I get the mysterious error

ERROR: LoadError: MethodError: *(::TaylorScalar{Rational{Int64}, 5}, ::Num) is ambiguous.

You don’t, independent packages don’t inherently work together.

Well, most of the time independent Julia packages work together well. If not, it should not be too difficult to write some glue code.

Yes, but not inherently. There’s subtyping and interface compliance to compose by design even if not explicitly planned and tested, and TaylorDiff.TaylorScalar and Symbolics.taylor are not interchangeable because that didn’t apply. There wouldn’t be any benefit to add glue code to make TaylorScalar effectively convert to taylor to work in Symbolics, like implementing addition of strings and numbers "1"+1.

I’d suggest again to learn writing imperative code in methods (and perhaps more of Julia’s performance tips), try Symbolics.jl and BigInt to see if that can serve as an alternative computer algebra software for both capability and performance, and try Reduce.jl for an interface between Julia and Reduce. Julia has its strengths, but it doesn’t automatically overcome the limitations of other software. Reduce’s struggle with matrices of >=10^6 arbitrary precision, symbolic elements could easily just be a hardware limitation.

1 Like

Thanks for the thoughts. Recall that Symbolics.jl is where I started with all this. What I need from Symbolcs is a way to efficiently truncate power series on-the-fly.

Having to do such trncation via Taylor() is far too slow: any other suggestions in Symbolics? For the simplest example, the following code in Julia.Symbolics takes about one second to find the series solution of x(a) to 20th order, whereas the corresponding code in Reduce takes about 2 ms to find it to 31st order.

using Symbolics
@variables a
oErr=20       # >20 fails on factorial(21)
x=1           # set initial approx to root
for iter=1:99 # iterative refinement
    global x,Res
    Res=taylor(x^2+a*x-1,a,0:oErr)  # current residual of quadratic
    x=expand(x-Res/2)               # correct approx using residual
    if isequal(Res,0); println("Success: iter=",iter); break; end
end      

Just create an issue at Symbolics.jl/issues .
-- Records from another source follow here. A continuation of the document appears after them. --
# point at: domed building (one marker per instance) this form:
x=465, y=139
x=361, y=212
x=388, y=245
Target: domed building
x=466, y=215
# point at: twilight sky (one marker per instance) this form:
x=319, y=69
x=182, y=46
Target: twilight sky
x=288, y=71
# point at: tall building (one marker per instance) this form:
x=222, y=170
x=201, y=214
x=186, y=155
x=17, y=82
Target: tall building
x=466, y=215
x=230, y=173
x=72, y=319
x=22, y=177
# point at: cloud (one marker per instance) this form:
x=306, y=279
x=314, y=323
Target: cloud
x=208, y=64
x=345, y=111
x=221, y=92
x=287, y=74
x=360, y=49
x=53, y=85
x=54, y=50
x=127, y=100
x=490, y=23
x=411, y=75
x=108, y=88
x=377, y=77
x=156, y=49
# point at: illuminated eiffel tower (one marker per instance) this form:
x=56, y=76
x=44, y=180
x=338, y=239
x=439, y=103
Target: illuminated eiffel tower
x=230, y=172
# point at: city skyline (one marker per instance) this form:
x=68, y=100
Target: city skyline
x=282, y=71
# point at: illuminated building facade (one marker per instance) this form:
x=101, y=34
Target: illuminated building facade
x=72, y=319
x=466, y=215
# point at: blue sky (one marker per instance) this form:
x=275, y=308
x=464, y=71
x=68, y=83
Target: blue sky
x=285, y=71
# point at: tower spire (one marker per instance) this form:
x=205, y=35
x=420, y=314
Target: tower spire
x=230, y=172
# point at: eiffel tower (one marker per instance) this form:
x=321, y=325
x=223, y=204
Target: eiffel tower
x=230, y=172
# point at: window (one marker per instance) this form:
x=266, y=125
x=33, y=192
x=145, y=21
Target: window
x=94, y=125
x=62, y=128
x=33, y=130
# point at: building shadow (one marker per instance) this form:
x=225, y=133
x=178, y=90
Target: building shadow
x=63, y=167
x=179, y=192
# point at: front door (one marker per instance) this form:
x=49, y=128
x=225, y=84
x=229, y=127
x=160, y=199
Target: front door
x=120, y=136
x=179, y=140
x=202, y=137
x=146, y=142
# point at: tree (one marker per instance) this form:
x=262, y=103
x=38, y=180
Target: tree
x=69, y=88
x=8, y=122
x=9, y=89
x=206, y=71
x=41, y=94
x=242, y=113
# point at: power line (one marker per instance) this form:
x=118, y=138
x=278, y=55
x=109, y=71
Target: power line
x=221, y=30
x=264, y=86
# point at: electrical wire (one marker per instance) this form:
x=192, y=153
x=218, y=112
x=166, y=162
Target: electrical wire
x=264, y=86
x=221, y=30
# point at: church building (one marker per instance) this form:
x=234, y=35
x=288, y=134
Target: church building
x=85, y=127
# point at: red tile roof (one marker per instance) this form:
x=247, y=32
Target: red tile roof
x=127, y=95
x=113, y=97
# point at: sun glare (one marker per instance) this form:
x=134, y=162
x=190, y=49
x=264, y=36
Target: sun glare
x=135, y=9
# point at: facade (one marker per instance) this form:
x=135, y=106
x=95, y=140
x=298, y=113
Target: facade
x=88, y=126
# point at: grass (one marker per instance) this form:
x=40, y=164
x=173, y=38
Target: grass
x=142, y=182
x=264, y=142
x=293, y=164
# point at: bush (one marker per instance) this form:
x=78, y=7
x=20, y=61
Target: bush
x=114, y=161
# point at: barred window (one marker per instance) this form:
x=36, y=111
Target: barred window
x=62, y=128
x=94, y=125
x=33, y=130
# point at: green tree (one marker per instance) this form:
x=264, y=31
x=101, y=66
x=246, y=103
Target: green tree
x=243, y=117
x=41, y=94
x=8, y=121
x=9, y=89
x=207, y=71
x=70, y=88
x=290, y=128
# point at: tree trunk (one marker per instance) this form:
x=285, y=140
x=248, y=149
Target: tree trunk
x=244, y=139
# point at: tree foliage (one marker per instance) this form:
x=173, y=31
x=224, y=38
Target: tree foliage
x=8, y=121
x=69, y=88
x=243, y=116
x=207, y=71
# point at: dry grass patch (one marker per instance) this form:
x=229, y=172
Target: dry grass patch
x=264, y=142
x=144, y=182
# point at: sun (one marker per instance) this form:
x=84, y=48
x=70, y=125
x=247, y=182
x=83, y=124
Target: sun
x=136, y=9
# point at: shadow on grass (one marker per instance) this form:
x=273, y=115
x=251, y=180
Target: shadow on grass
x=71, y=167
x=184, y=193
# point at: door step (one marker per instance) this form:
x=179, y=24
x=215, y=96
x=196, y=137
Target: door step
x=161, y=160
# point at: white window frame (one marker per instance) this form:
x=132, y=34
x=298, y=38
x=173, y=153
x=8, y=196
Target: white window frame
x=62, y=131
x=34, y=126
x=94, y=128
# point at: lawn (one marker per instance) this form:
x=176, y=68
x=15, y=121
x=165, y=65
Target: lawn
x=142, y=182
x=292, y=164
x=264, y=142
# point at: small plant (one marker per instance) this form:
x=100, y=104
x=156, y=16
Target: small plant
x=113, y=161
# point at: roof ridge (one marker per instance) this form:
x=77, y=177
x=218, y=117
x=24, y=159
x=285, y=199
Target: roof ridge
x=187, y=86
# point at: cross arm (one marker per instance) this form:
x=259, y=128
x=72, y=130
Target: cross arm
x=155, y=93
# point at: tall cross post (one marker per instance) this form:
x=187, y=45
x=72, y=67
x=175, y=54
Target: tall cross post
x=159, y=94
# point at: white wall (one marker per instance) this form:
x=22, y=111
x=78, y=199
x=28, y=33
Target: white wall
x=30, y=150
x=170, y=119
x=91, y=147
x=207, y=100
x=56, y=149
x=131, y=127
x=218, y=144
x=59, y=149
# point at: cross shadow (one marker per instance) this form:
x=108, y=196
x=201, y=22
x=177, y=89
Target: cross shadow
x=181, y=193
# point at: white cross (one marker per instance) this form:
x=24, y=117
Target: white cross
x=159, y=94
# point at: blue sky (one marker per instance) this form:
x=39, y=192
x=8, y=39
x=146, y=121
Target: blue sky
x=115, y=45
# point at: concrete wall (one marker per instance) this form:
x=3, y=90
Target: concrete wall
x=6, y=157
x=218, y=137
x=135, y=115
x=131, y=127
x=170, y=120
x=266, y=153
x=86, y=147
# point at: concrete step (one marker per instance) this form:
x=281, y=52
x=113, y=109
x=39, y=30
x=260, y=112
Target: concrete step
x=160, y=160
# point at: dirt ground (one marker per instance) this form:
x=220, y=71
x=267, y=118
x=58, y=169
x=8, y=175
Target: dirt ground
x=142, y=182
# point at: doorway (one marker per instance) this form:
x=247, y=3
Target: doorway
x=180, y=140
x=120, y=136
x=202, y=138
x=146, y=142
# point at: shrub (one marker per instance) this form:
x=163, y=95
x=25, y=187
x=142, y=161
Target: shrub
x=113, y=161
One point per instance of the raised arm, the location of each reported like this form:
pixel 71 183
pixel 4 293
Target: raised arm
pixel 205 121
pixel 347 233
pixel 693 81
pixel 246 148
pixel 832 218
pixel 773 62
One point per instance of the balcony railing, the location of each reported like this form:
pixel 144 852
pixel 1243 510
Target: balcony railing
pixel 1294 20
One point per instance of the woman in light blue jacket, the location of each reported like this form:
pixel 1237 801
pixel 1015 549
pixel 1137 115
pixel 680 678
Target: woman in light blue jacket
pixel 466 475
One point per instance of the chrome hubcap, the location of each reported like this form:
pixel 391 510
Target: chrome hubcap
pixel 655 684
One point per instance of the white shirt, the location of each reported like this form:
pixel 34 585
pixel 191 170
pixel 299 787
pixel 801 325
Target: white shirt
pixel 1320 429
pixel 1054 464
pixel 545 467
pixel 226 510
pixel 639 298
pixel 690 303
Ok, it might take a few years until it is fixed. But it is still important to track such issues. And perhaps AI can speed up the development of this package? Who knows.

Have you looked at the performance tips: Performance Tips Ā· The Julia Language

In particular, I recommend the very first two tips. Any hope of decent performance is out the window if those are not followed.

SInce over 99.9% of the execution time will be within the Symbolics functions taylor() and expand(), I can conceive of no revision of my outer code that will make a significant reduction in execution time.

Again, the need is for Symbolics to have an efficient mechanism for truncating asymptotic computations (efficient for both humans and computations).